The Next Generation Science Standards represent much more than a realignment to standards – they represent a shift in the way we teach science.  The standards were born out of the National Research Council’s A Framework for K-12 Science Education, which lays the groundwork for a re-evaluation of how we structure our science classrooms.

While we may understand the Next Generation Science Standards and the shift they represent, it may seem daunting to begin a new pedagogical approach in the classroom.  Luckily, the NGSS don’t call for fixing what isn’t broken, and likely, you’re already emphasizing inquiry rather than fact-memorization.  As you begin to reflect on this school year and look for areas to grow, consider these three questions, and remember, the key is to start small.  Whether it’s only one unit that you change or a multitude of tiny adjustments throughout your year, a little goes a long way.  This is perhaps the easiest adjustment we can make in our classrooms when we consider the Next Generation Science Standards.  As you picture many science classrooms, the lab activity is usually towards the middle or end of the unit, after students have learned the associated vocabulary and processes.  What if we reversed this, and used a lab or an equivalent hands-on activity to introduce our material?  

In the ideal science classroom, students ask for knowledge rather than passively consume it.  Thus, we need to generate a period of time where students necessitate the knowledge we can then provide.  In one video in NSTA’s Primer and Unit Planner, we see students observing and discussing a balloon inflate as a result of yeast metabolism.  They had no vocabulary or prior knowledge; rather they observed a phenomenon that necessitated further investigation. Instead of the previous year where students first read about the relationship between yeast, sugars, and cellular respiration, the teacher realized that students wouldn’t be compelled to learn the content unless they had an investigation to help anchor this knowledge. Louis Pasteur didn’t first take guided notes before his investigation – his observation of phenomena necessitated note-taking!

One instructional approach that facilitates this shift in teaching is Rodger Bybee’s “5E Instructional Model,” which asks that our instruction be articulated in the following order:

1. Engage

2. Explore

3. Explain

4. Elaborate

5. Evaluate

If we are explaining before we’ve engaged and explored, we aren’t getting our students’ attention – and more importantly, we aren’t practicing real science. And this leads us to Question Number Two…

Sources: Cognitive Performance Group & NSTA

In the science classrooms of the past, students could not connect the facts they learned with real-life phenomena occurring in the world around them. Too often, breadth over depth was emphasized, going a mile wide and an inch deep.  Students memorized discrete facts and vocabulary words, rarely able to apply their knowledge to a new set of problems.  

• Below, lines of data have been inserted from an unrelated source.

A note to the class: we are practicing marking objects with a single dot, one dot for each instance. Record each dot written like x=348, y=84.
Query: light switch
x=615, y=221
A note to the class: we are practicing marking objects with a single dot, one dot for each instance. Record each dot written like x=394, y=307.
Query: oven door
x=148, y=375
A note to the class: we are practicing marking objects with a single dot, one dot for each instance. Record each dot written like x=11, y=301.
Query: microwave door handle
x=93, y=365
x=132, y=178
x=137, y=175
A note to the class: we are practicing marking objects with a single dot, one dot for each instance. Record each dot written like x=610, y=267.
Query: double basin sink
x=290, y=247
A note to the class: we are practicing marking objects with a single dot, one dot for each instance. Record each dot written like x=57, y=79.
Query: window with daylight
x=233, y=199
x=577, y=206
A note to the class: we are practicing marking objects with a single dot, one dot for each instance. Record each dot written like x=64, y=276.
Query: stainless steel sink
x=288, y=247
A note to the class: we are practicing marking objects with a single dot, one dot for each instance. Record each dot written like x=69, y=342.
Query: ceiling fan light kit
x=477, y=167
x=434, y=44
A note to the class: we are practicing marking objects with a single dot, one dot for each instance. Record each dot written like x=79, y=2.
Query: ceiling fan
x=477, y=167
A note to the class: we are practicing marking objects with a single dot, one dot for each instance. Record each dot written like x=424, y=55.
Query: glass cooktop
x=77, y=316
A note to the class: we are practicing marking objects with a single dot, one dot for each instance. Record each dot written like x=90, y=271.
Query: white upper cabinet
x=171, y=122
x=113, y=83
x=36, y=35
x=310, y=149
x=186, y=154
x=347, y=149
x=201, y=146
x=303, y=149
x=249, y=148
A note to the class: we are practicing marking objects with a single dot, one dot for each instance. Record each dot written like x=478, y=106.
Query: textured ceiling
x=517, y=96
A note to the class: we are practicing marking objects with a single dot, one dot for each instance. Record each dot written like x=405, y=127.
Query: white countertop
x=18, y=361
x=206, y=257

In A Framework for K-12 Science Education, the authors stated that their goal of science education “is to ensure that by the end of 12th grade, all students have some appreciation of the beauty and wonder of science” (1).  They go on to list other goals, but this is the first — not the process of meiosis or the periodic table, but the majesty of science.

We know that a major tenet of the Next Generation Science Standards is to prompt students’ exploration of science by introducing our units with phenomena (“Engage” and “Explore” in the 5E Model), but we can’t forget to constantly bring students’ attention back to why we’re practicing science throughout instruction.  It can become easy to forget why we’re dissecting a frog’s lungs or learning about vectors.  If we don’t redirect students attention to the latest findings for respiratory disease or Tesla’s recent aerospace engineering feat, we are not paving a pathway for students to see science’s omnipresence around them on a daily basis.Let’s do a little math.

There are three dimensions to the NGSS:

  1. The Science and Engineering Practices, of which there are 8. These are the actions and processes that scientists and engineers use in their work.
  2. The Crosscutting Concepts, of which there are 7.  These are the underlying ideas that we find in other disciplines as well as science, such as “patterns.”
  3. The Disciplinary Core Ideas and their spiraled learning progressions, of which there are many.  These represent what we typically think of as our science content.

There is a reason that there are eight Science and Engineering Practices and seven Crosscutting Concepts, while there are many Disciplinary Core Ideas: the emphasis in our science classroom is no longer the just the content.  When you structure your Performance Expectations, which are composed (though not rigidly) of one Practice, one Concept, and one Core Idea, you’ll notice that, throughout your year, you will revisit the Practices and the Concepts many more times than you will repeat a Core Idea.  This is intentional: getting our students to become scientists relies so much more on their opportunities to participate in the scientific process than mile-wide-inch-deep content exposure.

So what does this mean for us as teachers?  When we are designing our instruction, it is essential that we see the Practices and Crosscutting Concepts as vehicles through which we explore content. If our students can think and act like scientists, the content will follow.